Had an offline discussion with Jianshi, the dataset was generated by Pig.
Jianshi - Could you please attach the output of "parquet-schema
<path-to-parquet-file>"? I guess this is a Parquet format
backwards-compatibility issue. Parquet hadn't standardized
representation of LIST and MAP until recently, thus many systems made
their own choice and are not easily inter-operatable. In earlier days,
Spark SQL used LIST and MAP formats similar to Avro, which was
unfortunately not chosen as the current standard format. Details can be
found here:
https://github.com/apache/parquet-format/blob/master/LogicalTypes.md
This document also defines backwards-compatibility rules to handle
legacy Parquet data written by old Parquet implementations in various
systems.
So ideally, now Spark SQL should always write data following the
standard, and implement all backwards-compatibility rules to read legacy
data. I'm working on a PR https://github.com/apache/spark/pull/5422 for
this.
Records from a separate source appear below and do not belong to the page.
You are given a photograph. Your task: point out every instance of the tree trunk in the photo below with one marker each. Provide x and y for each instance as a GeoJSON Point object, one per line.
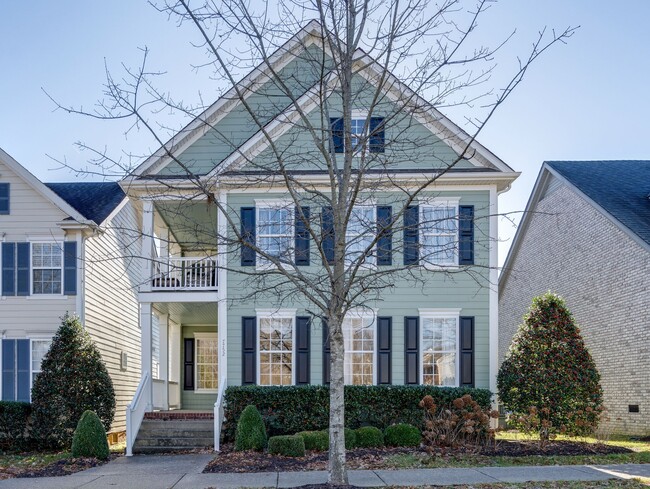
{"type": "Point", "coordinates": [337, 472]}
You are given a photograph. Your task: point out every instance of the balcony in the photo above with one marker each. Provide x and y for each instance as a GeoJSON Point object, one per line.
{"type": "Point", "coordinates": [184, 274]}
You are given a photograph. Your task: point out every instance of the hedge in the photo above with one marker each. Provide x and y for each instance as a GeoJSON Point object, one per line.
{"type": "Point", "coordinates": [290, 409]}
{"type": "Point", "coordinates": [15, 426]}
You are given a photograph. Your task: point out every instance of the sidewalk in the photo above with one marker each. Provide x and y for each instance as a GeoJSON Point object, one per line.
{"type": "Point", "coordinates": [184, 472]}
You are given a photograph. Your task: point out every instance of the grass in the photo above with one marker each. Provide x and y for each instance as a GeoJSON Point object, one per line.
{"type": "Point", "coordinates": [639, 455]}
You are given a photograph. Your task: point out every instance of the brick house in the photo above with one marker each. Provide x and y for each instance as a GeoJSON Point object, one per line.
{"type": "Point", "coordinates": [586, 236]}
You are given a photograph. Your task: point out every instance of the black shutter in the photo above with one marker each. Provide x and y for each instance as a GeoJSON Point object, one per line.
{"type": "Point", "coordinates": [384, 341]}
{"type": "Point", "coordinates": [411, 235]}
{"type": "Point", "coordinates": [376, 135]}
{"type": "Point", "coordinates": [466, 235]}
{"type": "Point", "coordinates": [303, 340]}
{"type": "Point", "coordinates": [467, 351]}
{"type": "Point", "coordinates": [336, 123]}
{"type": "Point", "coordinates": [249, 350]}
{"type": "Point", "coordinates": [4, 198]}
{"type": "Point", "coordinates": [70, 267]}
{"type": "Point", "coordinates": [385, 241]}
{"type": "Point", "coordinates": [248, 235]}
{"type": "Point", "coordinates": [412, 350]}
{"type": "Point", "coordinates": [302, 237]}
{"type": "Point", "coordinates": [8, 269]}
{"type": "Point", "coordinates": [22, 268]}
{"type": "Point", "coordinates": [188, 365]}
{"type": "Point", "coordinates": [327, 230]}
{"type": "Point", "coordinates": [326, 353]}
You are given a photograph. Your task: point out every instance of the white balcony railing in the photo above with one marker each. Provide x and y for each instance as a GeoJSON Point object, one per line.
{"type": "Point", "coordinates": [184, 273]}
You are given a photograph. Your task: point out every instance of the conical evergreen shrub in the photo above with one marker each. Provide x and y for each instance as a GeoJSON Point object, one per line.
{"type": "Point", "coordinates": [73, 379]}
{"type": "Point", "coordinates": [548, 379]}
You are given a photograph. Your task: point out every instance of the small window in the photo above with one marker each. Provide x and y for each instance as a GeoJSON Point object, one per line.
{"type": "Point", "coordinates": [359, 340]}
{"type": "Point", "coordinates": [4, 198]}
{"type": "Point", "coordinates": [275, 232]}
{"type": "Point", "coordinates": [276, 350]}
{"type": "Point", "coordinates": [47, 268]}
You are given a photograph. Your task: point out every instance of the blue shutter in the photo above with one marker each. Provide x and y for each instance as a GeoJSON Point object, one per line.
{"type": "Point", "coordinates": [22, 371]}
{"type": "Point", "coordinates": [22, 268]}
{"type": "Point", "coordinates": [411, 235]}
{"type": "Point", "coordinates": [8, 269]}
{"type": "Point", "coordinates": [336, 123]}
{"type": "Point", "coordinates": [248, 236]}
{"type": "Point", "coordinates": [466, 235]}
{"type": "Point", "coordinates": [8, 370]}
{"type": "Point", "coordinates": [302, 237]}
{"type": "Point", "coordinates": [70, 267]}
{"type": "Point", "coordinates": [4, 198]}
{"type": "Point", "coordinates": [376, 135]}
{"type": "Point", "coordinates": [327, 230]}
{"type": "Point", "coordinates": [385, 240]}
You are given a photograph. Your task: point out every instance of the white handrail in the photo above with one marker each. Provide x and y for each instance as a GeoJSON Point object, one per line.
{"type": "Point", "coordinates": [135, 413]}
{"type": "Point", "coordinates": [218, 415]}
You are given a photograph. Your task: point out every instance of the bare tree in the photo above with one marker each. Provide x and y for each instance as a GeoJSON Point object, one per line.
{"type": "Point", "coordinates": [398, 63]}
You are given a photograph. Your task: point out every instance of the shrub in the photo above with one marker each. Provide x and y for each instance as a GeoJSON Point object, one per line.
{"type": "Point", "coordinates": [287, 445]}
{"type": "Point", "coordinates": [289, 409]}
{"type": "Point", "coordinates": [548, 380]}
{"type": "Point", "coordinates": [464, 423]}
{"type": "Point", "coordinates": [251, 432]}
{"type": "Point", "coordinates": [369, 437]}
{"type": "Point", "coordinates": [402, 435]}
{"type": "Point", "coordinates": [315, 440]}
{"type": "Point", "coordinates": [14, 426]}
{"type": "Point", "coordinates": [73, 379]}
{"type": "Point", "coordinates": [89, 439]}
To fix this issue, we need to implement backwards-compatibility
rules in both record converter and schema converter. This PR has fixed
the former, but I still need some time to finish the latter part and add
tests.
Cheng
On 4/25/15 2:22 AM, Yin Huai wrote:
oh, I missed that. It is fixed in 1.3.0.
Also, Jianshi, the dataset was not generated by Spark SQL, right?
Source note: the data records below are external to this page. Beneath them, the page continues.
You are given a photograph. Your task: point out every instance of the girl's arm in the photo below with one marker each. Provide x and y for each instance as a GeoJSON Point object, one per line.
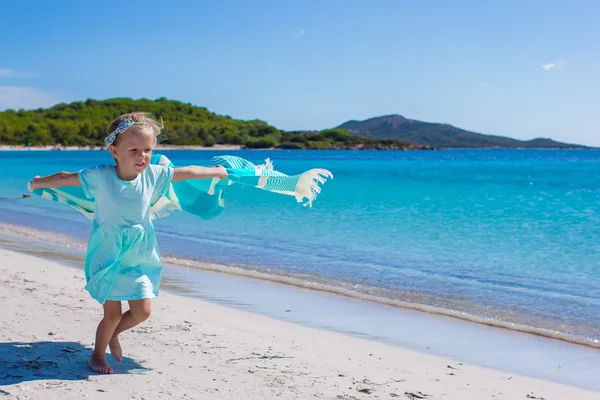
{"type": "Point", "coordinates": [59, 179]}
{"type": "Point", "coordinates": [194, 172]}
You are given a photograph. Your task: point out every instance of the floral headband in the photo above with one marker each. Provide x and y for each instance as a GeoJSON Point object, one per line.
{"type": "Point", "coordinates": [123, 126]}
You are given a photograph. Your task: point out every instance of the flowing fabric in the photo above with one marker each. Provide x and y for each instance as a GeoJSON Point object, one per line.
{"type": "Point", "coordinates": [204, 197]}
{"type": "Point", "coordinates": [123, 259]}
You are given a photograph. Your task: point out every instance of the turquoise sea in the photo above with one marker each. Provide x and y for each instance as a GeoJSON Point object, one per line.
{"type": "Point", "coordinates": [503, 237]}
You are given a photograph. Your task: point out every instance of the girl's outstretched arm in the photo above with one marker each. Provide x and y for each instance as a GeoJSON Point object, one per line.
{"type": "Point", "coordinates": [195, 172]}
{"type": "Point", "coordinates": [59, 179]}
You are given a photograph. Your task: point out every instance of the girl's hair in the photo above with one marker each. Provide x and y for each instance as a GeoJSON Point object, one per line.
{"type": "Point", "coordinates": [136, 116]}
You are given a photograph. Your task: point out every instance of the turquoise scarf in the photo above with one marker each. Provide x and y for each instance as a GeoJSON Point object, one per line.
{"type": "Point", "coordinates": [204, 197]}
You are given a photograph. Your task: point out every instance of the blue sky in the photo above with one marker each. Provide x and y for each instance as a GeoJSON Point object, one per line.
{"type": "Point", "coordinates": [516, 68]}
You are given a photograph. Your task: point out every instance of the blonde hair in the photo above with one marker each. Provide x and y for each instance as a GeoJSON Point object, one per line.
{"type": "Point", "coordinates": [136, 116]}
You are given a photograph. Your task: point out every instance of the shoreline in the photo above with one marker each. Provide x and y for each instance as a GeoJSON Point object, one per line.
{"type": "Point", "coordinates": [318, 285]}
{"type": "Point", "coordinates": [191, 348]}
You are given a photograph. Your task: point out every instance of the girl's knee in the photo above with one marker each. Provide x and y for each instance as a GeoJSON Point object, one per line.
{"type": "Point", "coordinates": [142, 313]}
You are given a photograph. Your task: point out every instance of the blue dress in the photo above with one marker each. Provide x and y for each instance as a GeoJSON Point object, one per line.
{"type": "Point", "coordinates": [123, 260]}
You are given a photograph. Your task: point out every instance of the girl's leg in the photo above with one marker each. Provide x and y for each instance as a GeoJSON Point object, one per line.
{"type": "Point", "coordinates": [106, 327]}
{"type": "Point", "coordinates": [139, 311]}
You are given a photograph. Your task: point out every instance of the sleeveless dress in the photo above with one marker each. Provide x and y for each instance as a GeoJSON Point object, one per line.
{"type": "Point", "coordinates": [123, 260]}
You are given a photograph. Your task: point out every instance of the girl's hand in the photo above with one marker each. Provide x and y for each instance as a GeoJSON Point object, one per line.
{"type": "Point", "coordinates": [221, 172]}
{"type": "Point", "coordinates": [31, 185]}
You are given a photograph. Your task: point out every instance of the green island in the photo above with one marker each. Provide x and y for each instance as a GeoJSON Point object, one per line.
{"type": "Point", "coordinates": [84, 124]}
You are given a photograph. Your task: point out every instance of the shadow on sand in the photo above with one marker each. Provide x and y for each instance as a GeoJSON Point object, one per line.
{"type": "Point", "coordinates": [22, 362]}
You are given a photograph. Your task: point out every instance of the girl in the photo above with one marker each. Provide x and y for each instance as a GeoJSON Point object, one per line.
{"type": "Point", "coordinates": [122, 260]}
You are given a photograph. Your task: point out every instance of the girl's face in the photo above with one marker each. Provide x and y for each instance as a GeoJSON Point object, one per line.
{"type": "Point", "coordinates": [134, 149]}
On Fri, Apr 24, 2015 at 11:09 AM, Ted Yu <yuzhih...@gmail.com
<mailto:yuzhih...@gmail.com>> wrote:
Yin:
Fix Version of SPARK-4520 is not set.
I assume it was fixed in 1.3.0
Cheers
Fix Version
On Fri, Apr 24, 2015 at 11:00 AM, Yin Huai <yh...@databricks.com
<mailto:yh...@databricks.com>> wrote:
The exception looks like the one mentioned in
https://issues.apache.org/jira/browse/SPARK-4520. What is the
version of Spark?
On Fri, Apr 24, 2015 at 2:40 AM, Jianshi Huang
<jianshi.hu...@gmail.com <mailto:jianshi.hu...@gmail.com>> wrote:
Hi,
My data looks like this:
+-----------+----------------------------+----------+
| col_name | data_type | comment |
+-----------+----------------------------+----------+
| cust_id | string | |
| part_num | int | |
| ip_list | array<struct<ip:string>> | |
| vid_list | array<struct<vid:string>> | |
| fso_list | array<struct<fso:string>> | |
| src | string | |
| date | int | |
+-----------+----------------------------+----------+
And I did select *, it reports ParquetDecodingException.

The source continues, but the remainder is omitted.